Maar het is nog niet gedaan met de mechanise pech. Op een serieuze helling van 8% zet ik vol aan, maar dan schiet mijn linkervoet los. Met trapper en al. Losgelaten uit de crankset. Hoe krijg je het voor elkaar?

Vinod bekijkt het eens rustig. Daar gaat mijn tijdrit, die ik weiger CS te noemen. Er is maar één CS en die staat in Rotterdam.

Ik praat weer met Sonia. Dit keer over de bruidstaarten voor de dochter van de ambassadeur van Finland. Vinod slaat ondertussen met twee stenen het pedaal terug op zijn plaats. Dat wordt nog wat, want ik moet nog een stukkie. Ondertussen ben ik al weer ingehaald door iedereen die ik had ingehaald.

Ik schakel naar standje razernij. Komt altijd van pas op feesten en partijen. Ik trek mijn fiets haast in tweeën en rijd als een raket naar boven. Ze kunnen me wat. De omgeving is prachtig, paradijselijk inderdaad, omgeven van meren, bladgroen, palmbomen, koeien. Ik heb er geen oog voor. Ik zie de foto’s later wel.

Ik ben boven. Daar zit Anuj. Op een stoel met een stopwatch. ‘Well done’, zegt hij tevreden. Enkele lokale bewoners cirkelen om mij heen. Ze lachen niet, maar kijken mij slechts met grote holle ogen aan. Ik ben niet de eerste die hierboven is aangekomen, wel de eerste blanke.

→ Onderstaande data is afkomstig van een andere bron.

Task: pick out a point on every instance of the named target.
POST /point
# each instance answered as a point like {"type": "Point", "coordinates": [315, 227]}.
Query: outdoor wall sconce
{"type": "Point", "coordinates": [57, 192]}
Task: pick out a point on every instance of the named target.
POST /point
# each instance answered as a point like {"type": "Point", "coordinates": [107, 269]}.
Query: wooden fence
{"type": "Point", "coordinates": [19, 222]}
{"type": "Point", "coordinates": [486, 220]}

De weg terug besluit ik rustig aan te doen. De afdalingen zijn hier bijzonder gevaarlijk vanwege het beroerde asfalt en alle onvoorziene omstandigheden zoals spelende kinderen, apen, zwerfhonden, koeien, buffalo’s, giraffen, paarden en loslopende varkens. Onder het kopje onvoorzien reken ik uiteraard ook het idiote verkeer.

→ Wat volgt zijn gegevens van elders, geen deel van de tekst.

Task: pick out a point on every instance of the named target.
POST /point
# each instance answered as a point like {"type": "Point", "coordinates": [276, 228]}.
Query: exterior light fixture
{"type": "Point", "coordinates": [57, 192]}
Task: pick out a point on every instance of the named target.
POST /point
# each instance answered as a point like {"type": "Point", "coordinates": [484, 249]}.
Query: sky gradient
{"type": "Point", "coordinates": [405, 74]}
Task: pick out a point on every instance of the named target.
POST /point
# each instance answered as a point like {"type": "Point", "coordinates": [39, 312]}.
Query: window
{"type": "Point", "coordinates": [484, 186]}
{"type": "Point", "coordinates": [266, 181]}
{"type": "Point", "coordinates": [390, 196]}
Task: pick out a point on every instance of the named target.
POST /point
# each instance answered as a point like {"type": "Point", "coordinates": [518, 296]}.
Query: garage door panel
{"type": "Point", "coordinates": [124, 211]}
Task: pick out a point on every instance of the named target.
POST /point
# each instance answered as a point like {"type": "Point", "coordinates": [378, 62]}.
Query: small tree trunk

Terug bij de CS aangekomen zet Vinod mijn fiets in het vrachtwagentje en brengt hij me met de auto haar het prachtige hotel. Het is nog vroeg want de etappe van vandaag was niet lang en we vertrokken bijzonder vroeg.

Het is een statig hotel met een deftige oprijlaan. Helaas is de mist een spelbreker. De tuin moet een botanisch wonder zijn. Vlak voor de entree word ik door het hotelpersoneel begroet met een bindi op mijn voorhoofd. Een bindi is bedoeld als focuspunt voor je gedachten en overpeinzingen. Daar blijkt de mens behoefte aan te hebben. Bij mij is het precies andersom. Ik zou een bindi moeten hebben om mijn gedachten een keertje de vrije loop te laten. Hun eigen weg te laten gaan. Maar ik houd ze altijd in bedwang en onder controle. Behalve als ik fiets.

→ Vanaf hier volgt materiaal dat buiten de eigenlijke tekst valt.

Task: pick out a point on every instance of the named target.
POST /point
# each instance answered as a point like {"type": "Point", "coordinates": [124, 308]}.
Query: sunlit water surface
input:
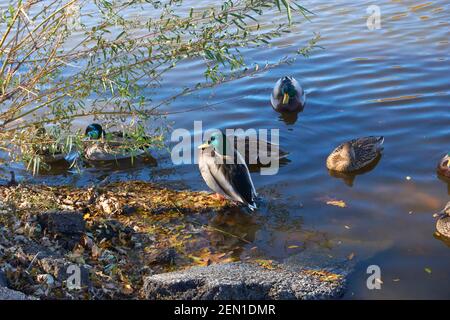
{"type": "Point", "coordinates": [392, 82]}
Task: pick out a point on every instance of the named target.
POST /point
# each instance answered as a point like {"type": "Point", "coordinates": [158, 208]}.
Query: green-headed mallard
{"type": "Point", "coordinates": [443, 222]}
{"type": "Point", "coordinates": [224, 174]}
{"type": "Point", "coordinates": [288, 95]}
{"type": "Point", "coordinates": [355, 154]}
{"type": "Point", "coordinates": [444, 166]}
{"type": "Point", "coordinates": [98, 148]}
{"type": "Point", "coordinates": [51, 153]}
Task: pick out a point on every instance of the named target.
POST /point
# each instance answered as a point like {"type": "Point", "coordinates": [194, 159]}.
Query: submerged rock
{"type": "Point", "coordinates": [3, 279]}
{"type": "Point", "coordinates": [8, 294]}
{"type": "Point", "coordinates": [68, 226]}
{"type": "Point", "coordinates": [240, 280]}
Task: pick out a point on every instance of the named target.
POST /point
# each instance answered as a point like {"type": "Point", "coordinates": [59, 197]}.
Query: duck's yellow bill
{"type": "Point", "coordinates": [285, 98]}
{"type": "Point", "coordinates": [202, 146]}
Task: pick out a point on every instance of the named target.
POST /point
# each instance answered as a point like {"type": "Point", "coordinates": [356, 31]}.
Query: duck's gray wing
{"type": "Point", "coordinates": [367, 149]}
{"type": "Point", "coordinates": [207, 165]}
{"type": "Point", "coordinates": [255, 147]}
{"type": "Point", "coordinates": [234, 179]}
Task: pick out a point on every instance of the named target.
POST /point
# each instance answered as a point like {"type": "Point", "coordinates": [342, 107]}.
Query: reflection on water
{"type": "Point", "coordinates": [391, 82]}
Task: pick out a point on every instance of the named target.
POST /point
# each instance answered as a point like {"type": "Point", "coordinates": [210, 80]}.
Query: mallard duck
{"type": "Point", "coordinates": [53, 153]}
{"type": "Point", "coordinates": [443, 222]}
{"type": "Point", "coordinates": [98, 148]}
{"type": "Point", "coordinates": [223, 174]}
{"type": "Point", "coordinates": [444, 166]}
{"type": "Point", "coordinates": [355, 154]}
{"type": "Point", "coordinates": [254, 147]}
{"type": "Point", "coordinates": [288, 95]}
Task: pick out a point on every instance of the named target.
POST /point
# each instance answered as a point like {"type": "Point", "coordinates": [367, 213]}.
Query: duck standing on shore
{"type": "Point", "coordinates": [228, 177]}
{"type": "Point", "coordinates": [288, 95]}
{"type": "Point", "coordinates": [443, 222]}
{"type": "Point", "coordinates": [355, 154]}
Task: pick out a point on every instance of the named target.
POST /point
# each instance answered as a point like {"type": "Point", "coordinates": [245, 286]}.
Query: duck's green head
{"type": "Point", "coordinates": [94, 131]}
{"type": "Point", "coordinates": [287, 89]}
{"type": "Point", "coordinates": [218, 141]}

Kamer 12 zijn kamers 12. Als speciale gast uit het buitenland hebben ze een schitterende ruimte voor me gehuurd. Een slaapkamer met hoog plafond, sierlijke lampen, een ouderwetse spiegel en sierlijke gordijnen. In een tweede ruimte staat een bureau waaraan ik graag een roman zou willen schrijven. Aangrenzend is de badkamer. Daar achter is nog een ruimte die de hotelbediende de ‘guest room’ noemt.

Beneden in de restaurantruimte (ik heb er geen ander woord voor, er staan veel tafels en stoelen, maar geen bar of menukaart te bekennen) raak ik in gesprek met Geeta, een van de drie vrouwelijke deelneemsters. Zij is gehandicapt en trekt met haar been een halve cirkel in de lucht als ze een stap zet. Tegen haar lach is geen kruit gewassen. Die gaat kamerbreed. Er past zo een stroopwafel in. Of een ongesneden snijboon. Of een bierviltje. Ze is werkelijk de vriendelijkheid zelve. Ik sprak haar al in Ahmedabad. Dat was kort, maar ze pakte ook toen al meteen mijn arm beet. Alsof ze daarmee wilde zeggen dat ik haar moest helpen. Althans, zo legde ik het uit. We gaan samen op de foto. Ik durf haar niet naar de aard van haar handicap te vragen. Nog niet.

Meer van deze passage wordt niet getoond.